YOU’RE a little guy, and I don’t mean in stature, either. And you’re perverse.

Ahahaha, very good, Judy. If I didn’t know you better, I’d say that was quite vicious. I just hope I don’t suddenly, you know, flip and…

You wouldn’t have the nerve.

Well, you say that, but how many people thought Raoul Moat would end up doing what he did? He was just a normal, decent man like me, trying to do his best as a man in an increasingly female-dominated society…

Oh Jesus…

You’ve got to admit though, Judy, he’s something of an anti-hero…

Please stop…

Don’t you often wish you could get hold of a shotgun and put the world to rights? I mean, it’s the stuff of fantasy, isn’t it? How many times has someone said or done something to you and you’ve just thought “I’d really love to stick a sawn-off in your face and teach you a lesson…”

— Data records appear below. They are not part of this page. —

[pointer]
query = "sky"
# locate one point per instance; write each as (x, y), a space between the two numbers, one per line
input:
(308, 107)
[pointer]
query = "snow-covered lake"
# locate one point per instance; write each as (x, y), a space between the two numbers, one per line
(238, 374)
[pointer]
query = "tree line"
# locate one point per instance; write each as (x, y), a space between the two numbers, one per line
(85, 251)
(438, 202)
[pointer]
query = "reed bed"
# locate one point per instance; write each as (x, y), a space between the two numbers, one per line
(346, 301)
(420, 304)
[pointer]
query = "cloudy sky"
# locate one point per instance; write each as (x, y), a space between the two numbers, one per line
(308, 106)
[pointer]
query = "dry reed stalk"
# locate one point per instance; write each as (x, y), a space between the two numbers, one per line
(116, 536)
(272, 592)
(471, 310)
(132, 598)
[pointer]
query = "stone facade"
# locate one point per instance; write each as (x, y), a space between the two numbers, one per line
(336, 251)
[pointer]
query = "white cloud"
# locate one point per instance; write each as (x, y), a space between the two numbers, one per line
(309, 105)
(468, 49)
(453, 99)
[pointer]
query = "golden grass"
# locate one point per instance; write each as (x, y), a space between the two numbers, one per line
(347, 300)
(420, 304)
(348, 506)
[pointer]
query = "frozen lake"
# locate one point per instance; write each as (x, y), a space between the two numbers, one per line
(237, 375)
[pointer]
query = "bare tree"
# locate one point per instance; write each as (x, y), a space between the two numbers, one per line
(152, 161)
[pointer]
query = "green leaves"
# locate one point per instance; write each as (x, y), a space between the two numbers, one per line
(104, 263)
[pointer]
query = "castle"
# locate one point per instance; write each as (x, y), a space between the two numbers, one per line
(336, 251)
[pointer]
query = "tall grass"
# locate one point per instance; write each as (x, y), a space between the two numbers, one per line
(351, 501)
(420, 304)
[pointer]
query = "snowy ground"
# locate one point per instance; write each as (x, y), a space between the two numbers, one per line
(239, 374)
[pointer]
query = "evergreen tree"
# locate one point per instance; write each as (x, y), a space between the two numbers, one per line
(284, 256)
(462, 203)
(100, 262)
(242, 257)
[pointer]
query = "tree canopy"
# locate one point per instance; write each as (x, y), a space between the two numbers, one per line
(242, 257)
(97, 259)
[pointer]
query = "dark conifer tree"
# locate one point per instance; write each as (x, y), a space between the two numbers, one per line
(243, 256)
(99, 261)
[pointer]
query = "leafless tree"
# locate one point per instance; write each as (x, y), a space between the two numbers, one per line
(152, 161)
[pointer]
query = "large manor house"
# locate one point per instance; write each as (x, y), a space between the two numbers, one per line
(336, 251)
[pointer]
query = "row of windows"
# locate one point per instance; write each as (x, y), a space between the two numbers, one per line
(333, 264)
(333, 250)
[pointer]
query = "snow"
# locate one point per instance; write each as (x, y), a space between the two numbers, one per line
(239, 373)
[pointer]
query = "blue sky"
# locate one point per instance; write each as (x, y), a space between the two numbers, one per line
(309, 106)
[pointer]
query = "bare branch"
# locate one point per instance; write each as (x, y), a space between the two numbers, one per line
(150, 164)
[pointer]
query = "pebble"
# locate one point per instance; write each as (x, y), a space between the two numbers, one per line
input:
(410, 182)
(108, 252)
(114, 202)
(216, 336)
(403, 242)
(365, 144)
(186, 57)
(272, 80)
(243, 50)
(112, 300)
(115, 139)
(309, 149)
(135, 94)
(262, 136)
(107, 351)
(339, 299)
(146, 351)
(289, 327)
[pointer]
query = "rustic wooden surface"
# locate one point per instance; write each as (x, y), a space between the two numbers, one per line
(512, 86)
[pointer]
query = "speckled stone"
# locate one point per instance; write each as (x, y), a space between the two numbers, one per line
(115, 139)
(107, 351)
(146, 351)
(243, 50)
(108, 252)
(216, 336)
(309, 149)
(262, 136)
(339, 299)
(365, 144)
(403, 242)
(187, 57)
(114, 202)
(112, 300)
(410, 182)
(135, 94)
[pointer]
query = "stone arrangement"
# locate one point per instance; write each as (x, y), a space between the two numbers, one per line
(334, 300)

Oh, believe me, you wouldn’t want to know…

It’s becoming quite fashionable, though, you’ve got to admit. I mean, before Moat you had Derrick Bird, didn’t you? He went mad and shot a load of people, too. It’s definitely become a bit of a craze, hasn’t it? It’s kind of the crime du jour, if you like. It’s almost become kind of sexy in a way…

Don’t you think?

I’m only saying what’s on a lot of people’s minds…

What’s on YOUR mind, you mean. I’m embarrassed, I really am.

But…

Oh, be quiet. I think you’ve said enough already.